Back home from the West Country. It was very much an avian Easter. I had no sooner arrived in Devon than—incredibly, because they are not often found in Devon—a nightingale began to sing. It sang all through Easter weekend and beyond. Our trip to Cornwall was cancelled because of a dead car battery, but once it was replaced, we headed to Exmoor and hiked to Dunkery Beacon, the highest point in Exmoor topped by a Bonze Age barrow. Along the way we heard a cuckoo calling, and there were skylarks everywhere. All three of these birds are rapidly vanishing from the English countryside, so we felt very privileged. After we returned to the car we drove to a small wooded area on the other side of the beacon where we heard another cuckoo. We were very lucky with the weather: it was a gorgeous day, with wide views and towering cumulo-nimbus clouds making their stately way across the pale blue sky. When I returned to Oxford I discovered that there had been rain for four days; I fear that I have lost my tomatoes, alas. While they have good drainage they can't take the constant wet without developing stem rot.

Our Easter fire was enhanced by the presence of a couple who are friends of my hostess. They brought an 18th century family bible to read from. We had the fire in a small paddock above the house, away from the dogs (who last year shouted in objection at being locked inside while we sang), but high enough to give us a view over the surrounding countryside. Again we were lucky with the weather: the sky was clear, the evening still—though blustery winds had been forecast. The midnight stars bent low over us while we cast incense on the fire, lit the paschal candle, sang the Exsultet, read the lessons and said the prayers. Then we informally processed to the house to share bread and wine with the paschal candle in the lead. It was difficult to talk at first, but we wanted to emphasise that what we were doing was ordinary life as it should be, saturated with mystery.

It was a most blessed Easter. I hope, Gentle Readers, that yours was as well.


Anonymous Anonymous said...

Hi Maggie!

and he pours forth such song
the one sun comes rising
to hear its praise.

Looked up skylark. It seems to be quite similar to the meadowlarks found in western north America. No bright yellow breast. Not so many around as there used to be; systematic habitat loss is SO clearly the primary factor for decline.

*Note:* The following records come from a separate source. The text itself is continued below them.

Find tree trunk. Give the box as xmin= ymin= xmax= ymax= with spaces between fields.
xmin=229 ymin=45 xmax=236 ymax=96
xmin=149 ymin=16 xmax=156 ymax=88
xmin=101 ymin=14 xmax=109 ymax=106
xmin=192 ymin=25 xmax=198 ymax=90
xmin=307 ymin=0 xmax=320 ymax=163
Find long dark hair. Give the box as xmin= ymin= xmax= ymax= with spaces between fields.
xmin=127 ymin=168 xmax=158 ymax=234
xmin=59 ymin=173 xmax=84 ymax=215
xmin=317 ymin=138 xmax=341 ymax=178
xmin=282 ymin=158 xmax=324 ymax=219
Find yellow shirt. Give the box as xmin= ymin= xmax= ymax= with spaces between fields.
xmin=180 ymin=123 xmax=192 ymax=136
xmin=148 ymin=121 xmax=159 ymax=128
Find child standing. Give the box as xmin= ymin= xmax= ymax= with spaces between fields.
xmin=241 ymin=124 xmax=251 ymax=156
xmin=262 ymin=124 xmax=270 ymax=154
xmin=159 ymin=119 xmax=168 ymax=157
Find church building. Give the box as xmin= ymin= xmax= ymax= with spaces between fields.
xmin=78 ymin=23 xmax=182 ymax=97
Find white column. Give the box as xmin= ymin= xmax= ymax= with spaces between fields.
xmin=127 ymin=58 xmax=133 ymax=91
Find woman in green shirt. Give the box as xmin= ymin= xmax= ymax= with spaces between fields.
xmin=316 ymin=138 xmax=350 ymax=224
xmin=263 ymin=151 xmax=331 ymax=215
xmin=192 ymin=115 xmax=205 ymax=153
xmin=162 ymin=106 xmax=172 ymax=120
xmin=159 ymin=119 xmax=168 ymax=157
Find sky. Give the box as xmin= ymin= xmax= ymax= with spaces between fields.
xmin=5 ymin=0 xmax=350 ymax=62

just this one sun is rising. know what I mean?


5:59 pm, April 28, 2014  
Anonymous Matthew said...

I was sitting quietly today and as I sat, there was the hum of the traffic outside and the sound of a bird singing in the midst of it - it struck me that the 'busy road' with all its noise could be a useful metaphor for the self-conscious chatty mind (always taking the same well-worn routes) whereas the bird singing represents the deep mind (the garden of Eden) that forever 'sings a new song unto the Lord'. The birds (creation) are forever Tweeting wisdom, it's a shame that we're too busy twittering to hear/notice the love song that they sing!